For most participants, CIGNA contributes a regular match of 50% of participants' contributions up to 6%. CIGNA requires that half of this matching contribution be invested in the plan's Cigna Stock Fund, the suit said.

According to the suit, before April 2004, the plan's default investment option, the Fixed Income Fund, was a "fixed group annuity contract with GLIC" and was 100% invested in the general account of CIGNA. At the end of 2003, the Fixed Income Fund contained over $1.1 billion while the next largest fund, the CIGNA Stock Fund, held $307 million, according to the suit.

By causing approximately of 65% of the plan's assets to be invested in CIGNA, defendants not only forced participants to bear "imprudent" levels of risk, but also subjected them to the conflicts of interest inherent in having the plan's investment management, recordkeeping and other services performed by CIGNA's for-profit retirement business, the lawsuit charged.

Sale to Prudential

On April 1, 2004, CIGNA sold its Retirement Business to Prudential Retirement Insurance and Annuity Company (PRIAC) (See  It's Official: Pru Buys CIGNA Retirement ). Through this sale, PRIAC became the plan's primary investment manager, recordkeeper and service provider. As part of this sale, CIGNA's Retirement Business transferred approximately $18 billion of assets under management to PRIAC, including the plan's assets of more than $2.1 billion, the suit said.

CIGNA reaped an after-tax gain of $809 million from this sale, as well as other financial benefits including the release or reduction of various contract or guarantee obligations, the suit alleged.

The defendants did not make sure that the plan was properly compensated as a result of the gains from the sale - the plan's assets were 10% of total assets under management transferred to Prudential - even though the transaction's proceeds were used in a stock buyback.program, the lawsuit charged.

"...the foregoing conduct constitutes a serious breach of defendants' fiduciary duty and flagrant self-dealing," the plaintiffs' lawyers alleged.

The issue of 401(k) fees has been very much in the news this week with a widely covered U.S. House committee hearing on whether such fees need to be more completely disclosed to participants (See Congressional Committee Hears 401(k) Fee Disclosure Testimony ).

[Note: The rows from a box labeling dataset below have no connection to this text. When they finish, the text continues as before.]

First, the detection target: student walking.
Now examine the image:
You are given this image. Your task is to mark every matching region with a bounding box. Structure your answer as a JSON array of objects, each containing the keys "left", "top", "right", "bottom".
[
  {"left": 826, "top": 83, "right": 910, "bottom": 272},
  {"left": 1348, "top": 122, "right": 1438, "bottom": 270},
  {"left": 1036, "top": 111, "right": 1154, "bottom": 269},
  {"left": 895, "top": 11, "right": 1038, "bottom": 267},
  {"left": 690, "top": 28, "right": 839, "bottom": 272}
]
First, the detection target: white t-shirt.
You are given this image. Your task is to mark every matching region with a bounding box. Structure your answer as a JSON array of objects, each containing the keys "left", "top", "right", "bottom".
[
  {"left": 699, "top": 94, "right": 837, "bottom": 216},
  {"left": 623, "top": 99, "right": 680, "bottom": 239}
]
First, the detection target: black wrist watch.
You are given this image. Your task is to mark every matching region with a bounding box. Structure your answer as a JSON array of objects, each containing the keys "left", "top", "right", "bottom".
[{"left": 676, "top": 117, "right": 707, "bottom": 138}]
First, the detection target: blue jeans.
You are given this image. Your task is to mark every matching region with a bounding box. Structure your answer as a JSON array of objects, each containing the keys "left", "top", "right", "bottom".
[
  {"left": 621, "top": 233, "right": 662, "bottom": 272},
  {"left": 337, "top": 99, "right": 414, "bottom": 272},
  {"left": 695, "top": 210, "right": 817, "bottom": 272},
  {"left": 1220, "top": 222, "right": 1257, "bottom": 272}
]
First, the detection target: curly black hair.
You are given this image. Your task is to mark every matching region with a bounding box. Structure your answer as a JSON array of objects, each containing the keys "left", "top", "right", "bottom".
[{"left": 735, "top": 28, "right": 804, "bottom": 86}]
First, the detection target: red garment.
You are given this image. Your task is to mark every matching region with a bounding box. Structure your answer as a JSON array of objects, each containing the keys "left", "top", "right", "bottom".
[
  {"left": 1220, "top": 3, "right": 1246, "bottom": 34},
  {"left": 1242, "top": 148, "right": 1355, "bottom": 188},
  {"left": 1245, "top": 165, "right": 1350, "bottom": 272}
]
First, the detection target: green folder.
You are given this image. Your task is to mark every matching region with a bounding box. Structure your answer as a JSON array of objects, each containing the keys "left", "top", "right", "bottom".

Schlichter's firm generated a good deal of retirement industry buzz last year with its batch of excessive fee lawsuits - even while Schlichter insisted the litigation was not part of an organized vendetta. (See  Lawyer: Excessive Fee Suits Not an Organized Anti-Plan Campaign ). One such suit was aimed at Boeing's 401(k) plan (See Details Reported on Boeing 401(k) Fee Suit ).

Schlichter's firm also filed a revenue sharing suit against Illinois-based Kraft Foods (See Kraft 401(k) Fee Suit Lacks Improper Revenue Sharing Charges ).

Finally, in December, the sponsor of a 401(k) plan for employees at an Illinois racetrack sued Principal Financial Group for fiduciary breach over revenue sharing arrangements with mutual funds whose offerings are in Principal's 401(k) product (See Plan Sponsor Sues Principal over 401(k) Fund Revenue Sharing ).

The latest suit is Nolte, Lewis and Mitchell versus CIGNA Corporation, et. al., 07-cv-02046-HAB-DGB, U.S.D.C. Central Dist. of Illinois.